Ces soucis l'ont usé, et il a été frappé à Stockholm, au retour d'un dernier voyage en Russie, en avril 1936.

Telle fut la carrière, admirable dans sa simplicité et son unité, d'un bon serviteur de la science, de la France et de l'humanité toute entière. Plus heureux que beaucoup d'autres, il laisse derrière lui une oeuvre considérable immédiatement utile, et dont l'importance se manifeste de plus en plus chaque jour. En donnant aux hommes une arme nouvelle qui multiplie leur puissance dans leur lutte avec la nature, il ne leur a pas seulement fait un bien matériel inestimable : il a ajouté un fleuron à la couronne de son pays, dont il a fait pénétrer le nom avec honneur dans des milieux frustes qui n'avaient guère jusque-là de raisons de le connaître.

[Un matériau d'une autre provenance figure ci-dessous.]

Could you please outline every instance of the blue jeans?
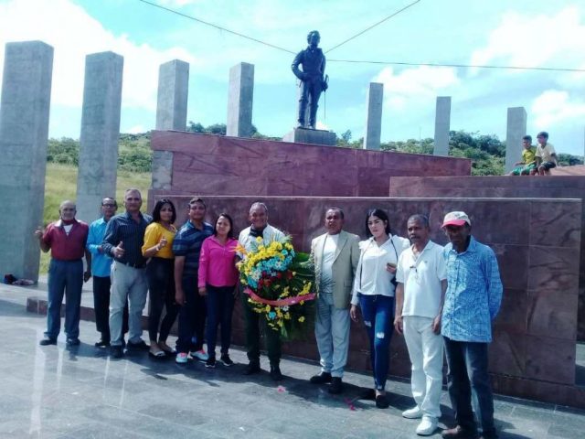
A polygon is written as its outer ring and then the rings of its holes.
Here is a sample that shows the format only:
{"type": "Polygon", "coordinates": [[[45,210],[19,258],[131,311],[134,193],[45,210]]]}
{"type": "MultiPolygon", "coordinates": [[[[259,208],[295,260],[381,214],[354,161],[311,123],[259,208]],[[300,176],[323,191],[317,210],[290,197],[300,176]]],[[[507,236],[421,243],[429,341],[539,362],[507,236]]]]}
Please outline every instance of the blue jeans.
{"type": "Polygon", "coordinates": [[[61,303],[65,295],[65,333],[80,337],[80,308],[83,286],[83,262],[51,259],[48,265],[48,308],[45,336],[56,340],[61,330],[61,303]]]}
{"type": "Polygon", "coordinates": [[[472,409],[472,388],[477,395],[478,416],[484,436],[495,436],[494,396],[487,373],[487,343],[454,341],[443,337],[449,371],[447,389],[457,424],[476,431],[472,409]]]}
{"type": "Polygon", "coordinates": [[[394,297],[359,294],[359,306],[369,338],[374,384],[376,390],[384,391],[390,364],[390,339],[394,332],[394,297]]]}
{"type": "Polygon", "coordinates": [[[207,284],[207,340],[209,358],[216,356],[218,325],[221,325],[221,354],[227,354],[231,344],[231,315],[234,311],[234,286],[212,286],[207,284]]]}

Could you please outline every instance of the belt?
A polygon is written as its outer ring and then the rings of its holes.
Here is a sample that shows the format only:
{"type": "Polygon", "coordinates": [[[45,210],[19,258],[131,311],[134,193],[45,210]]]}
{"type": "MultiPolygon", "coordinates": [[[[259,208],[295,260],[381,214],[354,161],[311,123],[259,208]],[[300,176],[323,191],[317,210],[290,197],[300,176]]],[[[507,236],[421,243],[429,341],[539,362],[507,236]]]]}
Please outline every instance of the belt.
{"type": "Polygon", "coordinates": [[[130,263],[130,262],[124,262],[123,261],[118,261],[118,260],[116,260],[116,262],[123,263],[128,267],[136,268],[136,269],[144,268],[146,266],[146,263],[130,263]]]}

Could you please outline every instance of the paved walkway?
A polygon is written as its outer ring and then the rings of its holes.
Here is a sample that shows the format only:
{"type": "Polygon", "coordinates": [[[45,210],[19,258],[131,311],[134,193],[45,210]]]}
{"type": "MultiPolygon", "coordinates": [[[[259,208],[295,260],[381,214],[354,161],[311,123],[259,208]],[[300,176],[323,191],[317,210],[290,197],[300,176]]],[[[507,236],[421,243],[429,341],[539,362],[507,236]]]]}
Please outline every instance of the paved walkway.
{"type": "MultiPolygon", "coordinates": [[[[93,347],[90,322],[81,322],[79,348],[67,349],[62,336],[57,347],[39,347],[45,317],[25,310],[35,294],[0,284],[0,438],[419,437],[417,421],[400,416],[413,403],[403,380],[388,381],[391,406],[378,410],[356,399],[371,385],[367,375],[347,373],[351,385],[332,396],[308,383],[315,365],[285,359],[286,378],[277,385],[268,373],[243,376],[239,348],[235,366],[215,369],[153,361],[146,353],[112,360],[93,347]]],[[[444,426],[452,419],[444,392],[441,409],[444,426]]],[[[576,409],[497,397],[495,418],[503,439],[584,437],[585,412],[576,409]]]]}

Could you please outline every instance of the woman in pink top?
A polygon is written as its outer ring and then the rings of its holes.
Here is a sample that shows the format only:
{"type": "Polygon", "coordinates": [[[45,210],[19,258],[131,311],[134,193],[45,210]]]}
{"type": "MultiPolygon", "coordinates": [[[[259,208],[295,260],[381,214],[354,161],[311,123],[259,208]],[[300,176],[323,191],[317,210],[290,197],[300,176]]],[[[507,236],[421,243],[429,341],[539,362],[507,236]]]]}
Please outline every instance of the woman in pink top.
{"type": "Polygon", "coordinates": [[[206,339],[209,359],[206,368],[216,367],[216,342],[218,325],[221,325],[221,357],[225,366],[231,366],[229,344],[231,343],[231,314],[238,292],[238,270],[236,269],[236,246],[233,237],[233,221],[222,213],[216,221],[213,236],[207,238],[199,255],[199,294],[207,295],[207,321],[206,339]]]}

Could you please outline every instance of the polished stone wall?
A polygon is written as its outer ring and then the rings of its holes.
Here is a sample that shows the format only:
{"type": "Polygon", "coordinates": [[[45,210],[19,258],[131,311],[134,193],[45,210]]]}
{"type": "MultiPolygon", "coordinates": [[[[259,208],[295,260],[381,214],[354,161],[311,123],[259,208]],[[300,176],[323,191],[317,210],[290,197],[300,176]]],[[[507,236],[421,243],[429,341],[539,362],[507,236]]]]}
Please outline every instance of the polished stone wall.
{"type": "MultiPolygon", "coordinates": [[[[190,197],[171,191],[165,195],[177,205],[177,224],[182,223],[190,197]]],[[[151,206],[155,198],[149,198],[151,206]]],[[[505,286],[490,346],[495,391],[585,407],[585,391],[574,385],[580,200],[212,196],[205,199],[208,220],[227,211],[238,231],[248,226],[250,204],[259,199],[266,202],[271,224],[292,234],[296,248],[304,251],[313,238],[324,232],[324,213],[332,205],[344,209],[346,230],[361,236],[369,208],[385,209],[392,228],[401,236],[406,235],[409,216],[427,214],[432,239],[441,244],[446,243],[440,230],[443,215],[466,211],[473,223],[473,235],[495,252],[505,286]],[[558,230],[563,233],[551,232],[558,230]]],[[[243,344],[239,306],[234,327],[235,342],[243,344]]],[[[317,359],[310,333],[305,342],[287,343],[284,352],[317,359]]],[[[360,325],[352,324],[349,367],[369,369],[368,343],[360,325]]],[[[403,338],[395,335],[390,373],[408,377],[410,368],[403,338]]]]}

Le plus admirable, c'est que ce progrès matériel, ce n'est pas sa poursuite unique qui a conduit sa vie : c'est surtout l'amour de la science, et c'est d'ailleurs parce que son travail a été méthodiquement et scientifiquement conduit qu'il a été si fécond. Et à côté, au-dessus de l'oeuvre matérielle, que ses anciens collaborateurs continuent à développer, il leur laisse son exemple moral, son esprit, sa méthode. Comme un génie tutélaire, son souvenir, toujours vivant, continue à les mener.